In a new study, researchers have identified a key step in the process that leads to leaky vessels and harmful swelling in eye diseases.
The discovery could lead to improved treatments for diseases such as age-related macular degeneration (AMD) and diabetic retinopathy.
These diseases cause leaky blood vessels to grow in the eyes, leading to harmful swelling and progressive vision loss.
The research was conducted by a team at Uppsala University, Sweden.
Currently available treatments block a molecule called VEGF that contributes to both leaking vessels and the growth of new blood vessels in the eye.
This dual role of VEGF means that these treatments can prevent harmful swelling but cause adverse side effects such as the death of nerve and blood-vessel cells.
In this study, the team explored whether it would be possible to block the effect of VEGF on blood-vessel leakiness only while leaving nerve and blood-vessel cells unharmed.
The team examined step by step how VEGF causes eye leakiness in mice with diseases that mimic age-related macular degeneration and diabetic retinopathy.
The animals were engineered to have mutations in proteins in their eyes that are affected by VEGF.
By studying different mutant mice with eye diseases mimicking human conditions, the team identified exactly how VEGF causes vessels to leak.
They applied fluorescent particles to the bloodstream and used microscopy to find these particles outside the blood vessels, or not, depending on whether the leakiness had been stopped by a mutation.

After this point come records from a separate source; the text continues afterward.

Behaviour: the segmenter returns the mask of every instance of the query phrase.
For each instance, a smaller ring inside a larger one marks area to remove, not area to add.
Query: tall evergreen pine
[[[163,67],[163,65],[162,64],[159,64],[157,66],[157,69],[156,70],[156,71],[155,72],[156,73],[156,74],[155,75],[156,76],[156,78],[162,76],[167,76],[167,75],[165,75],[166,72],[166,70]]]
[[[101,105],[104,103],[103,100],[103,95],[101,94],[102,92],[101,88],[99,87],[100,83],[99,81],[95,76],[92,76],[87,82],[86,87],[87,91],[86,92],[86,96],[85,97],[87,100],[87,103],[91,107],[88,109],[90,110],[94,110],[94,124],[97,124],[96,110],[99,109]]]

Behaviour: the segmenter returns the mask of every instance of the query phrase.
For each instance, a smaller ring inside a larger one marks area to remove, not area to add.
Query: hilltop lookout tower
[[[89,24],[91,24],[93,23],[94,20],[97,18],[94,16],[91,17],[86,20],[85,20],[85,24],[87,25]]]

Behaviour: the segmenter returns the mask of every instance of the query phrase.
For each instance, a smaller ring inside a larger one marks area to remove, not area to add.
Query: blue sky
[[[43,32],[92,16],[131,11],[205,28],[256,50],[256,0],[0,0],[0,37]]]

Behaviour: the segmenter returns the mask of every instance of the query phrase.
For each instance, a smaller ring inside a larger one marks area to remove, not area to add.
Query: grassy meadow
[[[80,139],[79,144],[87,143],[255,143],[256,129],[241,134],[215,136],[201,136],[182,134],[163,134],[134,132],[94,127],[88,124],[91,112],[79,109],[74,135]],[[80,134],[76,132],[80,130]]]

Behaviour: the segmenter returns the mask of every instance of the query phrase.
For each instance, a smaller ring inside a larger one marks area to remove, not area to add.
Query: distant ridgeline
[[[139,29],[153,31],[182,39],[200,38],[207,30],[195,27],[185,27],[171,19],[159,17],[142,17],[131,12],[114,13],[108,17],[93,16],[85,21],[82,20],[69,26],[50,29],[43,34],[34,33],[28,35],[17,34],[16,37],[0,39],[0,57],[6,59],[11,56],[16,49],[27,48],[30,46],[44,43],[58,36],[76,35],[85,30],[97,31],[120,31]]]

The experiments showed that the effect of VEGF on leakiness could be distinguished from the effect on new blood-vessel formation.
The findings provide an answer to the questions on how blood vessels leak and show that leakage can be stopped without killing the blood vessels.
Using this insight, the team has begun testing drugs that could selectively block this leak-inducing step in the process.
If this approach is effective, it could lead to new treatments that stop leaking without the harmful side effects of existing drugs.
The lead author of the study is Ross Smith, a postdoctoral fellow at the Department of Immunology, Genetics and Pathology, Uppsala University.
The study is published in eLife.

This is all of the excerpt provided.